Accident de Baltimore : comment un porte-conteneurs a-t-il pu percuter un pont ?

Publié le 26 mars 2024 à 13h08, mis à jour le 26 mars 2024 à 20h33

Source : TF1 Info

L'imposant pont Francis Scott Key de Baltimore, sur la côte est des États-Unis, s'est effondré tôt ce mardi matin après avoir été percuté par un porte-conteneur.
Dans sa chute, il a entraîné des véhicules et plusieurs personnes dans la rivière.
On a demandé à Emmanuel Chalard, officier de la Marine marchande, comment un tel accident peut se produire.

Les images de vidéosurveillance sont spectaculaires. Comme un fétu de paille, le "Francis Scott Key Bridge" de Baltimore, un pont d'une longueur de 2,5 kilomètres, s'est effondré en quelques secondes tôt ce mardi matin après qu'un de ses piliers a été heurté par un porte-conteneur de 300 mètres – l'équivalent de trois terrains de football – battant pavillon de Singapour.

 

Des véhicules et "possiblement un semi-remorque" circulaient sur ce pont à quatre voies, avant qu'il ne se déforme et tombe par morceaux, ont indiqué les pompiers qui sont à la recherche de plusieurs personnes dans la rivière. Pour tenter de comprendre comment un tel accident a pu se produire, on a interrogé Emmanuel Chalard, secrétaire général de la Fédération des Officiers de la Marine Marchande CGT.

"Une avarie de barre ou de propulsion"

Les causes exactes de l'incident restent "à déterminer", a affirmé la compagnie dans un communiqué.
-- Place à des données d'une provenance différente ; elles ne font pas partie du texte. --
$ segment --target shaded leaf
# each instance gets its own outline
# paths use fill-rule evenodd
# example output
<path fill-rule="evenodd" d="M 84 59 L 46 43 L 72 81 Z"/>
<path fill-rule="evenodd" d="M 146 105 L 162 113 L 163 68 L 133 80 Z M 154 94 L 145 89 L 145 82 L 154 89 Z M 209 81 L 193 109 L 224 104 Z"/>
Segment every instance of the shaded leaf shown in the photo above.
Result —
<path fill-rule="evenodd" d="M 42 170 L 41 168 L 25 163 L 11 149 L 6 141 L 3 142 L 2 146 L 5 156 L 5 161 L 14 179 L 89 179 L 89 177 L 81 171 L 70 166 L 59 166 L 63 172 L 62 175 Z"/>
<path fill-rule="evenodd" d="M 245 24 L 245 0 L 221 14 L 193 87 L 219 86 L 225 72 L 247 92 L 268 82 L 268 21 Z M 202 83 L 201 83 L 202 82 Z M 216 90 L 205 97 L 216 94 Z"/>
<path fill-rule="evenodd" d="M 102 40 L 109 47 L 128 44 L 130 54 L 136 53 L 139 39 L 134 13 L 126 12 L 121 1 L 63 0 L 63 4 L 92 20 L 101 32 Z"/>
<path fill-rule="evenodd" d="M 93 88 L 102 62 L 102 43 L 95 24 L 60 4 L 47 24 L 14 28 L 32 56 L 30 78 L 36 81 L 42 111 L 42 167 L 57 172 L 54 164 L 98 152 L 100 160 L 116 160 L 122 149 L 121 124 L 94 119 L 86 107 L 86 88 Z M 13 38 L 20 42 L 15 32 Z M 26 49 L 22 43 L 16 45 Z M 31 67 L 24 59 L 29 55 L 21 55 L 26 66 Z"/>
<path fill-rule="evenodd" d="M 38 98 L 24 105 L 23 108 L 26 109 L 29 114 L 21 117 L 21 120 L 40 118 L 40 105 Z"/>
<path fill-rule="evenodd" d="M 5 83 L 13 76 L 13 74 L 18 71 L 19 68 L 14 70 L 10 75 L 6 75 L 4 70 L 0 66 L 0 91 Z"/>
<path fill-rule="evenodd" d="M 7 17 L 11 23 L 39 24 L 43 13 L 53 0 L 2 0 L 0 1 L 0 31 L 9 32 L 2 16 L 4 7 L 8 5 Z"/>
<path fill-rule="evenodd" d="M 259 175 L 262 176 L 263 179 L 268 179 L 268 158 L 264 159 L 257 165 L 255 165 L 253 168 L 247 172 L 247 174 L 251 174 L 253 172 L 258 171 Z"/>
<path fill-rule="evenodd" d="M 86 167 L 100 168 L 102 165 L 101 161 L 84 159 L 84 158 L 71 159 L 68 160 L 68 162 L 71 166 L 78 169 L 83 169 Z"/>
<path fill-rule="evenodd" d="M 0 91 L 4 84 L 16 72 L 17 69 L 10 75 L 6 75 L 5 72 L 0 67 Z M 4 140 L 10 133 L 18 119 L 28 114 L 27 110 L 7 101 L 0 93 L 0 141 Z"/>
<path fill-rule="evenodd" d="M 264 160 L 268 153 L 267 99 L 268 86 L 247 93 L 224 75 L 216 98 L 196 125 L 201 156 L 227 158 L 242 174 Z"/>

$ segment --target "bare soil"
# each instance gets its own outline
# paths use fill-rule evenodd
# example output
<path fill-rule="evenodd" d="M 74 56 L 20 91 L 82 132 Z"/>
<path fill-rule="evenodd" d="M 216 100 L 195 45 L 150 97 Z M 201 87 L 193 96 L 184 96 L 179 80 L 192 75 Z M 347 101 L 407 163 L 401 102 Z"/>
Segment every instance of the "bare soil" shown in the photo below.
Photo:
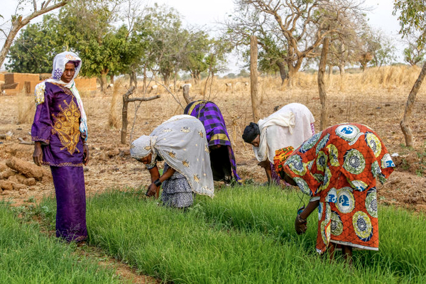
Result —
<path fill-rule="evenodd" d="M 207 88 L 207 92 L 210 94 L 206 96 L 201 94 L 204 85 L 192 84 L 190 95 L 193 99 L 209 99 L 219 106 L 232 141 L 239 175 L 244 180 L 264 182 L 266 180 L 265 174 L 256 165 L 251 146 L 244 143 L 241 138 L 245 126 L 253 120 L 249 87 L 240 84 L 239 88 L 226 91 L 225 82 L 224 80 L 217 80 L 211 91 Z M 379 202 L 415 210 L 426 210 L 425 92 L 422 90 L 418 94 L 410 121 L 410 126 L 415 135 L 415 146 L 413 149 L 409 149 L 403 146 L 404 138 L 399 126 L 410 92 L 410 87 L 408 84 L 405 87 L 374 88 L 360 86 L 359 84 L 352 84 L 349 82 L 344 87 L 342 87 L 329 79 L 328 86 L 327 125 L 348 121 L 368 125 L 379 134 L 391 154 L 398 155 L 394 157 L 396 170 L 390 175 L 387 183 L 378 187 Z M 175 95 L 175 99 L 162 88 L 159 88 L 158 91 L 161 94 L 160 99 L 141 104 L 134 126 L 135 106 L 138 103 L 129 104 L 129 126 L 126 144 L 120 143 L 121 122 L 118 128 L 111 127 L 108 122 L 111 114 L 116 121 L 121 121 L 121 96 L 126 92 L 124 86 L 117 87 L 114 91 L 108 90 L 106 94 L 98 92 L 83 95 L 88 116 L 88 141 L 90 146 L 90 159 L 87 166 L 84 167 L 88 196 L 102 192 L 109 188 L 131 188 L 148 185 L 148 172 L 145 170 L 143 165 L 130 157 L 129 141 L 143 134 L 149 134 L 170 116 L 182 114 L 185 106 L 181 92 Z M 138 92 L 139 93 L 135 97 L 143 96 L 141 90 Z M 114 97 L 114 94 L 117 96 Z M 300 81 L 292 88 L 281 86 L 278 80 L 264 79 L 261 83 L 260 94 L 263 116 L 273 113 L 275 106 L 300 102 L 311 110 L 317 119 L 315 126 L 319 131 L 321 104 L 315 78 L 310 79 L 310 79 Z M 146 96 L 152 95 L 149 94 Z M 113 97 L 116 98 L 116 104 L 111 111 Z M 23 104 L 23 99 L 25 101 Z M 18 138 L 24 141 L 31 141 L 28 132 L 31 131 L 33 110 L 28 115 L 27 123 L 17 124 L 18 119 L 21 119 L 18 117 L 19 114 L 22 113 L 21 109 L 31 109 L 29 107 L 31 104 L 33 104 L 31 97 L 0 97 L 0 134 L 8 131 L 13 133 L 10 138 L 0 140 L 0 181 L 18 185 L 12 185 L 12 188 L 8 187 L 8 190 L 0 190 L 0 199 L 9 200 L 16 206 L 33 200 L 38 201 L 44 196 L 54 194 L 48 167 L 43 167 L 43 178 L 28 181 L 28 178 L 20 177 L 17 173 L 11 172 L 11 169 L 6 165 L 6 162 L 13 158 L 32 163 L 33 146 L 21 144 Z"/>

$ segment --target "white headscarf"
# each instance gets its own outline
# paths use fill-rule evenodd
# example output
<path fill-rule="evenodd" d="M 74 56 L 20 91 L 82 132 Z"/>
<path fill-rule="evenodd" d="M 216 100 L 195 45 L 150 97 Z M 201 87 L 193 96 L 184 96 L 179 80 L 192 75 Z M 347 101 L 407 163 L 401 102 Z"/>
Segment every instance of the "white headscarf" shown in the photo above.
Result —
<path fill-rule="evenodd" d="M 275 150 L 293 146 L 295 149 L 312 136 L 311 124 L 315 122 L 309 109 L 302 104 L 283 106 L 269 116 L 260 119 L 258 147 L 253 147 L 259 162 L 273 163 Z"/>
<path fill-rule="evenodd" d="M 173 116 L 148 136 L 135 140 L 130 147 L 133 158 L 158 154 L 174 170 L 183 175 L 191 190 L 214 196 L 213 175 L 206 131 L 200 120 L 189 115 Z"/>
<path fill-rule="evenodd" d="M 77 66 L 75 67 L 75 73 L 74 77 L 69 83 L 65 83 L 60 80 L 65 70 L 65 65 L 70 61 L 74 62 Z M 75 83 L 74 79 L 77 77 L 78 73 L 82 68 L 82 60 L 78 55 L 70 51 L 65 51 L 64 53 L 59 53 L 55 56 L 53 59 L 53 69 L 52 70 L 52 77 L 36 86 L 36 90 L 34 94 L 36 95 L 36 104 L 40 104 L 44 102 L 44 92 L 45 89 L 45 82 L 49 82 L 50 83 L 55 83 L 63 85 L 65 87 L 70 89 L 74 97 L 77 99 L 78 107 L 81 114 L 81 122 L 80 125 L 80 131 L 84 133 L 83 136 L 84 139 L 87 140 L 87 116 L 83 107 L 83 101 L 78 92 L 78 90 L 75 87 Z"/>

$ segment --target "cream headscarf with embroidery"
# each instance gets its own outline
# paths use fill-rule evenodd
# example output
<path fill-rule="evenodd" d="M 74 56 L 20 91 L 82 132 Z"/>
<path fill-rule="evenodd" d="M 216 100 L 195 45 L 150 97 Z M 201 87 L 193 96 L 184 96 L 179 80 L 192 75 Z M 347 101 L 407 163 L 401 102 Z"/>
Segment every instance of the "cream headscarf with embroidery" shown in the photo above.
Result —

Selon vous, que s'est-il passé ?

La source de l'erreur peut être multiple, mais au vu des images, l'hypothèse la plus probable est une avarie de barre ou de propulsion. Ce sont en effet des navires peu manœuvrant et on peut comprendre qu'une avarie de barre pour gouverner le cap ou de propulsion pour battre en arrière seraient fatales à la manœuvre.

Pour autant, tous les navires de marine marchande sont censés subir chaque année des contrôles pour vérifier qu'ils sont en bon état de fonctionnement. De plus, peu importe le pavillon, ils sont tous équipés au minimum d'un radar, d'un GPS et d'un système qu'on appelle l'ECDIS contenant une carte électronique, certifiée par les compagnies et le fabricant, sur laquelle la route est tracée. Ce sont des cartes sur lesquelles il ne peut pas y avoir d'erreur. Et en général un pont est là depuis un petit moment, donc il est forcément sur la carte. 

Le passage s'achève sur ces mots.